Años después, cuando La Guerra de las Galaxias languidecía bajo el peso de sus precuelas y un merchandising sin alma, Disney abrió la cripta galáctica y depositó en Abrams la tarea más ingrata del siglo: resucitar el mito sin despertar al monstruo. El Despertar de la Fuerza fue exactamente eso —una mezcla hábil de reciclaje y reverencia, un reboot disfrazado de secuela— que no convenció a todos, pero sí vendió boletos a granel. J.J. no le devolvió el alma a Star Wars, pero le restituyó el aliento. A veces basta con eso para que la maquinaria vuelva a rodar.

Tampoco olvidemos su cirugía estética a Viaje a las Estrellas en 2009. Tomó una saga que cojeaba entre convenciones de fans y presupuestos mediocres, y la convirtió en un espectáculo reluciente, sin miedo al ruido ni a los lens flares. Que los trekkies pusieran el grito en el cielo sólo confirmó que Abrams había tocado fibras sensibles. Y eso, en estos tiempos, es casi un elogio.

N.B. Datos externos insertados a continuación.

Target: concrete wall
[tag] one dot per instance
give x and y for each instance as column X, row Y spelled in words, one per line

Pero no todo es oro ni todo muerto quiere volver. A fuerza de resucitar, uno corre el riesgo de quedarse sin alma propia. Abrams, el hombre que dio vida a Lost (para luego dejarla a la deriva), es también un fabricante de cajas misteriosas que muchas veces nunca se abren. O que, cuando se abren, revelan poco más que el eco de nuestra expectativa. ¿Es eso arte o es prestidigitación? ¿Es amor por las historias o sólo fetichismo narrativo con aroma a VHS?

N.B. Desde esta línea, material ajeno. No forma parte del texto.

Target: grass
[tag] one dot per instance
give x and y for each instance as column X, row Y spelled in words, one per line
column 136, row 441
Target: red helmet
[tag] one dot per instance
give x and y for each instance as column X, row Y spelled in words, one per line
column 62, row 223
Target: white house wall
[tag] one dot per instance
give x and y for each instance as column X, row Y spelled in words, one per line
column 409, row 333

Lo cierto es que J.J. ha hecho de la nostalgia un negocio. Y, para bien o para mal, sabe que en un Hollywood adicto al pasado, el verdadero poder no es crear mundos nuevos, sino hacer que los viejos parezcan recién salidos del horno. Aunque huelan a cadáver.

¿Resucitador? Tal vez. ¿Milagroso? Difícil decirlo. Pero si los blockbusters son un cementerio brillante, Abrams es el hombre con la pala, el mapa y la sonrisa.